Saturday, June 22, 2013

Your Book May be Written, But It's Not "The End"

This is what your editor and publisher look like when you've finished writing your book, been contracted, and decided you're done. You've written "The End" and think you've reached the end of the line. You're ready to move on and write your next best-seller.

What you don't realize is that this book won't be your first best-seller without a few more very important stops on the journey to publication.

Editing: If you are self-publishing, this is a key component. Don't just turn your manuscript in for print. Make sure you hire a professional editor to go through it at least once. Pay someone to do a great job so that you have a great product to present your readers. For those of us who love to read and know a few things about grammar and punctuation, nothing is more distracting than a book filled with those types of errors. Of all the self-published books I've been asked to review, I have to tell you that at least 4 out of 5 are not edited. This includes poor grammar and poor craft.

If you are being published through a house, editing is part of the publication process. This doesn't mean that you are off the hook. This means that your manuscript will be subjected to the red pen of a professional editor, and you will be responsible for accepting or denying their recommendations. You still have work to do.

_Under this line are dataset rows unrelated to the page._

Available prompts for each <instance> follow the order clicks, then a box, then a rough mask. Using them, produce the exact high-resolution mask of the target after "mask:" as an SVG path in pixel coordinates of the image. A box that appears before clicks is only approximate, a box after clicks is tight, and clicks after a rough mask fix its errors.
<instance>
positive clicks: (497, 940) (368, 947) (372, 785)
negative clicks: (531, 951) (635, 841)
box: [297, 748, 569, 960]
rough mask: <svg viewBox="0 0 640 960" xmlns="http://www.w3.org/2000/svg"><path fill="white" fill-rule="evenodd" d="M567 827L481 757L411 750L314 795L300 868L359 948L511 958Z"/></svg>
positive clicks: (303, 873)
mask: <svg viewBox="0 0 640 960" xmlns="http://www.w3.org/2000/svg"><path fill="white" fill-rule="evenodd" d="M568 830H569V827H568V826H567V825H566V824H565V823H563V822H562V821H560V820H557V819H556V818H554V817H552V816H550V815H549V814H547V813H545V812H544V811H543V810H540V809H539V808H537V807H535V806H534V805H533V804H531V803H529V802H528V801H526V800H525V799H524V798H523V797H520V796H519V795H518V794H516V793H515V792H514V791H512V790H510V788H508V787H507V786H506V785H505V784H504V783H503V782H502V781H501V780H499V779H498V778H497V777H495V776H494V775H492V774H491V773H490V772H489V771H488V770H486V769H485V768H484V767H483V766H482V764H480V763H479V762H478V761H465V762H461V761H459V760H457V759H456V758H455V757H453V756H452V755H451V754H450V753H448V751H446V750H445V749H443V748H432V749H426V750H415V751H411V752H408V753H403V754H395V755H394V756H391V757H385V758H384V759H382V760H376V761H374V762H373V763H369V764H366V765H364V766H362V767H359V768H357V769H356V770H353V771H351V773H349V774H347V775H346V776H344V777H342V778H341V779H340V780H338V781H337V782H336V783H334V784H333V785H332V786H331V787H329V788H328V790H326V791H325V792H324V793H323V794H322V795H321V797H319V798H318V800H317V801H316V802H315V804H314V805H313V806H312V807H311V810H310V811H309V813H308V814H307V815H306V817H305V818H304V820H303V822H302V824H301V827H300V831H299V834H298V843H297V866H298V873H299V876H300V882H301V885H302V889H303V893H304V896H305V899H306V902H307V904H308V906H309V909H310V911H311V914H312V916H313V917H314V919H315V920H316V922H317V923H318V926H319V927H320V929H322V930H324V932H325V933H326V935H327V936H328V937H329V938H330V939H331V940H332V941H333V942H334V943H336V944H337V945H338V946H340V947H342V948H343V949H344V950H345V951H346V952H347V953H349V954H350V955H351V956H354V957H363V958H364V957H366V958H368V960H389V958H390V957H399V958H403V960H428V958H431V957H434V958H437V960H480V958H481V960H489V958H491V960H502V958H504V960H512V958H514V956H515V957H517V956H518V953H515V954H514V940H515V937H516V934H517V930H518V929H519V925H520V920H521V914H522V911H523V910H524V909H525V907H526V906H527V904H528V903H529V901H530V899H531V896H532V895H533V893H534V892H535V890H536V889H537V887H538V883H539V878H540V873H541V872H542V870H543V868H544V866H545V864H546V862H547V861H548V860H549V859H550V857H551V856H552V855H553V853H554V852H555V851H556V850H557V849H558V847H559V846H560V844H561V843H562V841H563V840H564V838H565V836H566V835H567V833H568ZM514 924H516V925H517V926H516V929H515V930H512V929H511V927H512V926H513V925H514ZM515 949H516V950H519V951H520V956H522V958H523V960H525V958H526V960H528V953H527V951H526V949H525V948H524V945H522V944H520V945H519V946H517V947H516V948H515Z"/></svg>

Marketing: If you think you're finished the minute your book goes to print, you're not going to impress the publisher. Although most publishing houses have some form of marketing plan to help your book sell, authors are just as (if not more so) responsible to market their books. If you want a best-seller or even another contract, you'd better have a plan to market your book, and then you need to follow through with it. Nothing disturbs a publisher more than realizing they've contracted an author who doesn't want to do the work once their name is on a cover.

Think of it this way: who better to market your book than you? Who knows your readers better than the one they've been anxiously following for the past X amount of time, waiting in anticipation for the release of your story? You know them better than any publishing house or editor. Word of mouth is proven to be the best tool to sell anything. Prepare your own marketing plan and get your book noticed. It'll only benefit you in the long run. Do the work. Don't be another one of those lazy writers. You'll be the one with the best-seller while someone else is wondering why they aren't making money after putting in all that time writing.